As you can see, it’s been a week since my last post on this intended-to-be-daily platform. Sigh.
Part of the idea behind this journal is that it’s an exercise in keeping my transition top-of-mind. It’s easy for day to day stuff to push into my consciousness and sort of crowd out my long-term intentions.
Transition is definitely a long-term intention.
I’m in my third week on HRT. I’m beginning to feel its effects, but it’s really just getting started. When I’ve been doing it for six months or a year, that’s when I’ll really, I think, see changes. So for now, it’s just doing it, and waiting.
Basically, I’ve got to be doing this for six months before insurance will start with electrolysis; then I’ve got some unknown period of hair removal before I can think about Facial Feminization Surgery, and then sometime in the distant future I can start thinking about Sex Reassignment Surgery (the one people mean when they say “surgery” in reference to trans people).
One of the things I can do while I’m waiting to see what estrogen does to my body is work on skills. There are so many skills associated with being a woman that most women have learned starting sometime when they were toddlers, so the skill levels I’m trying to fit in with here are actually pretty high.
Makeup is a big one. There’s so much to know and so many skills to develop. I’ve never been much of a visual artist, so I’m having to get some foundation in color theory, in the ideas of light and shadow, in everything.
I’ve never liked the way my face looked. I always just put this up to being basically ugly, but as I’m approaching this process I’m sort of coming to terms with the fact that the way I feel looking in the mirror falls into the category of things people are referring to when they talk about “disphoria.”
When I think about disphoria I think about trans men talking about their penis or trans women talking about their breasts, and I never really had the revulsion for my own body parts that that seems to imply, but taking a little more time to think about it, my disphoria expresses itself in other ways.
As you can probably tell from my previous post, I’m self-consious about my height. Actually, it goes beyond that: it seems… not part of me, weirdly. I was always a small, short kid, and then my freshman year in high school I grew a foot over the course of the school year. It’s never actually seemed real to me; somewhere in the back of my head, I’m still the small kid.
Likewise my breadth: I have broad shoulders and a barrel chest. I can get really, really fat before my gut is bigger than my chest — in part because my body tends to spread fat around pretty evenly, so my chest gets bigger along with everything else.
A long time ago, when I’d gotten really out of shape and was just starting to try to get back in shape, I was running on the treadmill at the YMCA and a guy came up and grinned and was like, “Hey, man, it’s good to see a big guy who can run, the [local pro football team] could probably use you.” The joke, of course, being that [local pro football team] was doing pretty badly that year.

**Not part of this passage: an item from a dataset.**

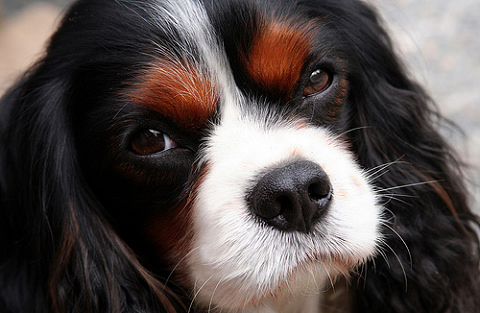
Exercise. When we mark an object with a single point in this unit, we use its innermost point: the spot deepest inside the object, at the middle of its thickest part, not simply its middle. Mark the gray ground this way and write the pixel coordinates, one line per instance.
(438, 39)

In addition to my general size, I just don’t like the way I look. I’ve worn a beard most of my adult life, partly out of laziness — trimming a beard once a week is way easier than shaving every day — but a lot from the fact that my beard basically covered the lower half of my face, which I don’t like and find sort of shocking every time I look in the mirror.

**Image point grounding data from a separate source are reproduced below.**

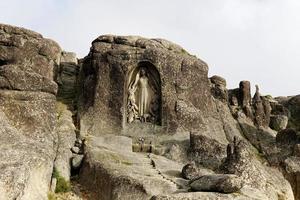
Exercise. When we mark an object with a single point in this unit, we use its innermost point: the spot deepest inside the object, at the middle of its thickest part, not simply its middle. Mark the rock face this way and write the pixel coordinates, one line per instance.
(197, 120)
(66, 75)
(145, 108)
(224, 183)
(27, 113)
(65, 130)
(106, 79)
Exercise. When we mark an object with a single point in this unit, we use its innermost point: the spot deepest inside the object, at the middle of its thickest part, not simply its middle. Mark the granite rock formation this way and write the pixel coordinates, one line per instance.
(27, 113)
(138, 119)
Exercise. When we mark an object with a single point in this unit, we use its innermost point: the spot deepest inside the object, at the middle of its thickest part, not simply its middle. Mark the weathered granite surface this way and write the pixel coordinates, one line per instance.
(27, 113)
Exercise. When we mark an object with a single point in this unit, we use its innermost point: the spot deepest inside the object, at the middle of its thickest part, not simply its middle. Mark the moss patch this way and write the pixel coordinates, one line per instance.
(62, 185)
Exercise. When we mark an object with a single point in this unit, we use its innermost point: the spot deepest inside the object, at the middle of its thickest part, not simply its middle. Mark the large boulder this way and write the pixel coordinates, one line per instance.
(65, 130)
(27, 112)
(224, 183)
(66, 76)
(105, 75)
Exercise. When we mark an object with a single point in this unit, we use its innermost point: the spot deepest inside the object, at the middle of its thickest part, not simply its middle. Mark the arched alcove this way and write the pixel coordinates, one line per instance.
(144, 99)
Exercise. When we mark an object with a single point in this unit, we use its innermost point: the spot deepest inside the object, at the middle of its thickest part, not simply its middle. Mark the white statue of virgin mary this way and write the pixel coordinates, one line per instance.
(143, 93)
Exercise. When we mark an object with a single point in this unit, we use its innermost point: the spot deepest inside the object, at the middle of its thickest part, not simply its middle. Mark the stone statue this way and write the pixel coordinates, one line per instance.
(142, 98)
(131, 106)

My ex gave me the advice that I could get used to the way I look by taking regular selfies: Taking the time to look at myself from different angles, find the ones that show off my attractive features and hide my unattractive ones.
I put a lot of work into finding the good angles for my bearded face, and finally I managed to see what it was people saw when they complimented me.
I haven’t at all managed that with my beardless face.
As you transition, you’re encouraged to “see the girl” in the mirror, to try and find the vision of yourself as a woman reflected in your own features. You try out makeup, you play with hair, you pluck your eyebrows; one of the gender presentation people I talked to said your first year of transition was basically your chance to be a five-year-old girl playing dressup.
I have never seen that five year old girl in makeup when I look in the mirror; mostly when I try to put on a face, I end up looking like an undead clown.
HRT is supposed to help. Facial feminization surgery is supposed to help. Losing a lot more weight should help. But for now, I don’t really look in mirrors, except for first thing in the morning, when I’m doing the depilation-and-teeth-polishing rituals.
I’m pretty sure I’m never going to be beautiful — if nothing else, the fact that I’m transitioning as late as I am means that I’ve had to come to terms with the fact that I’m basically opting for a woman’s old age, rather than youth or middle age — but at some point I hope to look a little more like an ugly woman instead of an ugly man.